What if Trump is so irked by all the TACO crowing by his critics, that one day he decides not to back down from one of his most preposterous declarations?   

 How bad does it have to get, before enough Americans wake up?  

America has always pitched itself as the champion of democracy around the world. For decades, American administrations poured millions of dollars into supporting democracy building in other countries, campaigned on behalf of opposition leaders, civil society organisations and pro-democracy movements in authoritarian countries, and scolded the leaders of countries where human rights and freedoms were not respected. Even though American foreign policy actions have often been inconsistent or imperfect, they have always been dressed up in a veneer of values and principles. Despite the views of some cynics that it was only ever about oil, George Bush’s ill-fated Iraq War was in part genuinely motivated by a desire to spread “freedom” in the Middle East. 
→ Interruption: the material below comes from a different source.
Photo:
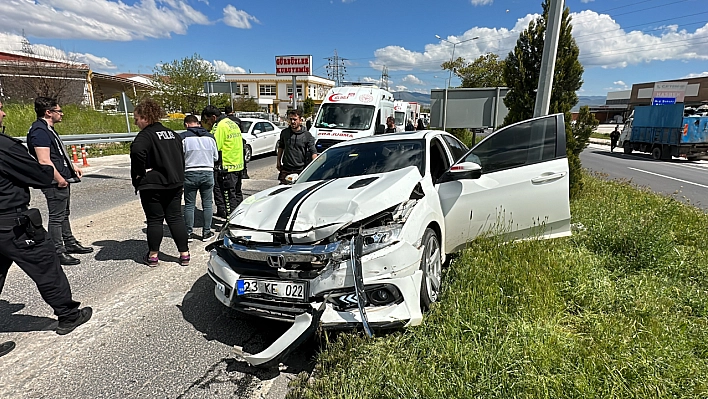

With his threats to commit genocide in Iran, Trump has singlehandedly destroyed America’s moral standing. It’s not good enough to claim, as some of his defenders have, that these comments were just a negotiating ploy, or “Trump being Trump.” It’s simply unacceptable for any responsible world leader to say something like this. 

There is a measure of hope in Viktor Orban’s recent electoral defeat in Hungary. But, the lesson far right populist movements will take from his defeat, including his backers in the US, will be that they will need to go even further and faster to consolidate their power.

I therefore don’t believe it is either “just a joke”, or a coincidence that Trump has been openly declaring that he will pardon everyone who works closely with him. He means it, as a way to authorise even more flagrant criminal behaviour by his associates, to protect him and his cronies from accountability.  

After the lunch where I completely lost my diplomatic cool, a close associate pulled me aside, and suggested I needed to be less emotional, and more analytical, about the state of America. I don’t agree. I think more Americans need to be more angry, more outraged, more fired up and more active than they are at the moment, before it is too late, and there is nothing left to salvage. 

Perhaps American democracy will eventually right itself. It’s withstood severe tests before, including a bitter civil war. But, I say, why leave it to chance? Hope is not a strategy.